Thank you, Occupy Wall Street and the Occupy movement.

A courageous and committed band of protesters, first in New York and then across the nation, occupied public space to force a public debate on how to remake our economy and democracy so that it serves the 99 percent rather than Wall Street.

Those protesters succeeded in ways far more profound than anyone could reasonably have anticipated. And, while the occupations have ended -- thanks in no small part to a harsh police crackdown -- it would be a mistake to assume the Occupy movement is over. Social movements have a way of metamorphosing and resurging in unpredictable ways.

Surely the conditions that gave rise to the Occupy movement have not changed. Poverty rates are at their highest levels since adoption of the Great Society programs. Economic inequality is worsening. "The rise in inequality seems to be driven by gains at the upper end of the income spectrum and declines in the middle class," notes Business Week. And every political ad on TV is a reminder of the obscene corporate and super-wealthy spending on this election, with most of the funding for outside organizations running through Dark Money groups not required to disclose their financial backers.

Part of Occupy's success was tied to its audacity, to borrow a word that has perhaps fallen out of favor, the demand for far-reaching and fundamental reform to address deep and systemic problems.

Yes, we need full and robust implementation of the Dodd-Frank Act (and the regulators are far behind schedule, and Wall Street is working hard to block their efforts), but we also need tougher measures. We need to break up the biggest banks. We need a financial speculation tax.

Yes, we need rules mandating the disclosure of corporate and superrich campaign spending. But we also need a constitutional amendment to overturn Citizens United v. Federal Election Commission, Buckley v. Valeo and other decisions that prevent Congress and the states from regulating corporate and other campaign spending, and wrongly empower corporations to claim the rights intended for We, the People. Real, live, breathing persons; that is, not giant corporations. And of course, we also need a system of public funding of our public elections.

We need a jobs program commensurate with the scale of the hardship inflicted by the Wall Street-created Great Recession, with the unemployed put back to work retrofitting energy-inefficient buildings, teaching children and meeting other, pressing unmet needs. We surely need to stop entering NAFTA-style trade deals -- like the Trans-Pacific Partnership, under negotiation right now -- that cost jobs, drive down wages and enhance multinationals' power.
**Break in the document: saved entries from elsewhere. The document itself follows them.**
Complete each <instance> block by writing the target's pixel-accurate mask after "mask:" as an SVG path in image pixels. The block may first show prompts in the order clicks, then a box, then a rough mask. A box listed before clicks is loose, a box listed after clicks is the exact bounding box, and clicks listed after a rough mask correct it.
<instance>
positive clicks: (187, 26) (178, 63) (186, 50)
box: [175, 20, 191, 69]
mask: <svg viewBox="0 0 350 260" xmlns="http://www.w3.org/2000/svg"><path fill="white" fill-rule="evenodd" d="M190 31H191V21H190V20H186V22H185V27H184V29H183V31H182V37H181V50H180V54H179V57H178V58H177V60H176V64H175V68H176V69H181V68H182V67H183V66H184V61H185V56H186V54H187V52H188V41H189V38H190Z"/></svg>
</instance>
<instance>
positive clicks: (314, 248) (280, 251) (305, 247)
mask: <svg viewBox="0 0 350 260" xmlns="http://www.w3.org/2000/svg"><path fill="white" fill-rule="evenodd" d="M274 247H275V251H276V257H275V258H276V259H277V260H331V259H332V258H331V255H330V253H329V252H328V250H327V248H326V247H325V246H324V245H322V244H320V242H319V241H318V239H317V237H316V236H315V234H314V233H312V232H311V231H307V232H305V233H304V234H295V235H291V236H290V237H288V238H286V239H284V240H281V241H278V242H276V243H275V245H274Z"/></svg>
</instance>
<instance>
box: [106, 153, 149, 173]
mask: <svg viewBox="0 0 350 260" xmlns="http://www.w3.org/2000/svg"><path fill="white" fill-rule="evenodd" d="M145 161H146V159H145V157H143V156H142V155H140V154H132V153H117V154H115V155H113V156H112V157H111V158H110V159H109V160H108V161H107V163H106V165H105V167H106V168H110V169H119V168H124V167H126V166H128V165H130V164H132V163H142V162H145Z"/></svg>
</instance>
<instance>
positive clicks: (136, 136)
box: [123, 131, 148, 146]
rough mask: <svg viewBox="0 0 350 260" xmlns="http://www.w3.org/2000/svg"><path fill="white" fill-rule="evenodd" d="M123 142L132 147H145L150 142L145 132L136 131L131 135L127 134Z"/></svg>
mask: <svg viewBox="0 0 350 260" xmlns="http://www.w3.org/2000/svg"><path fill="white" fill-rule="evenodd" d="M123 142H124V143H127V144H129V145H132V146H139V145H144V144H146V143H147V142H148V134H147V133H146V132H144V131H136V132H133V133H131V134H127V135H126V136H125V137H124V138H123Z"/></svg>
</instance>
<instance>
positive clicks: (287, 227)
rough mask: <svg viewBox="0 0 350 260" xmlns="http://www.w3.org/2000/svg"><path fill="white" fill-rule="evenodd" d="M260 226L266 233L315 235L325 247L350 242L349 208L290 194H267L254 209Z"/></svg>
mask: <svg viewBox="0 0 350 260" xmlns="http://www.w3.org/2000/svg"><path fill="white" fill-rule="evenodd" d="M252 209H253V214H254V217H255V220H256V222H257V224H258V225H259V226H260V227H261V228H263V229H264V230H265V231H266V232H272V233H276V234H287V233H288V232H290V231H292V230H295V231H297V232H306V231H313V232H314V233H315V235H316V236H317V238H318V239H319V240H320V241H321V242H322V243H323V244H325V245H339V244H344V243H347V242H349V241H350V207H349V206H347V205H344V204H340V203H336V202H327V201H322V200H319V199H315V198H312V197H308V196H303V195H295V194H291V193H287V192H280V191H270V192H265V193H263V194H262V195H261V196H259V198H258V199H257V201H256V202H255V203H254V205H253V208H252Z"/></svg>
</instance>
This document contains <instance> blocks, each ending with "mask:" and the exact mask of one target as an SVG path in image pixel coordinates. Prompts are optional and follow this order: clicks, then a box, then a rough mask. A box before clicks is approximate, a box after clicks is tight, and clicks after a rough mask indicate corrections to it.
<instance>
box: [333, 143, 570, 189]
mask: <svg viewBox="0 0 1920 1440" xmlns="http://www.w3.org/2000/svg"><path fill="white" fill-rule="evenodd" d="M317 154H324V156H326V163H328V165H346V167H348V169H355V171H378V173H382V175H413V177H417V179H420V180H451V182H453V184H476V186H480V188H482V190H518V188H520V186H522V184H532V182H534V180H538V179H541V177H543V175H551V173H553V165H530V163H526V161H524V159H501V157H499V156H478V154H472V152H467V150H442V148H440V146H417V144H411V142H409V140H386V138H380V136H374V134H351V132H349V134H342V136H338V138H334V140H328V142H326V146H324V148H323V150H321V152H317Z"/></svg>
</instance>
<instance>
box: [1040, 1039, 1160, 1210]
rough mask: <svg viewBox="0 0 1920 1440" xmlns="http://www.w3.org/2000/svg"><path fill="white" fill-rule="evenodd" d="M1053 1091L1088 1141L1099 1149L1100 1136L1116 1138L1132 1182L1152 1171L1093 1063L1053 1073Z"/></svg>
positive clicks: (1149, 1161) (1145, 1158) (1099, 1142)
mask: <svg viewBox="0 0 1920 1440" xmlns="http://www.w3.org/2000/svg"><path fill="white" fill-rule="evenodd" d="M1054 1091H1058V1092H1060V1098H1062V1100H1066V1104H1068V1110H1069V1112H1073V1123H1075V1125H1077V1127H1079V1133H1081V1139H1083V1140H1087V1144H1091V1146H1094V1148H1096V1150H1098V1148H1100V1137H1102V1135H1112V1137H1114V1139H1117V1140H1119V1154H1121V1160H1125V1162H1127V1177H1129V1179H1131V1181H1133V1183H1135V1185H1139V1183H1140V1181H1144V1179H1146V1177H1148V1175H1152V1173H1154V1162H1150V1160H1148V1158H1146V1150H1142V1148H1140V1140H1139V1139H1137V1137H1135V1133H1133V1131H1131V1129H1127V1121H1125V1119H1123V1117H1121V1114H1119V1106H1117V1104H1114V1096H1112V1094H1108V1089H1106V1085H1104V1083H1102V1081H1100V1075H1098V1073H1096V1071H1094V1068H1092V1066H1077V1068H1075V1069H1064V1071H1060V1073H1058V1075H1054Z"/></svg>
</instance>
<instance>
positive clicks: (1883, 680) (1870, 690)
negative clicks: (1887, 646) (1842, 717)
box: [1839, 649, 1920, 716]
As the Occupy movement reconfigures over time, the challenge it faces -- but more profoundly, the problem that all Americans face -- is mobilizing an even stronger movement. This must be a movement strong enough not just to force attention to the problems that the corporate 1 percent would rather see ignored, but also to force adoption of the known and available solutions to the great ailments of this country, and the planet.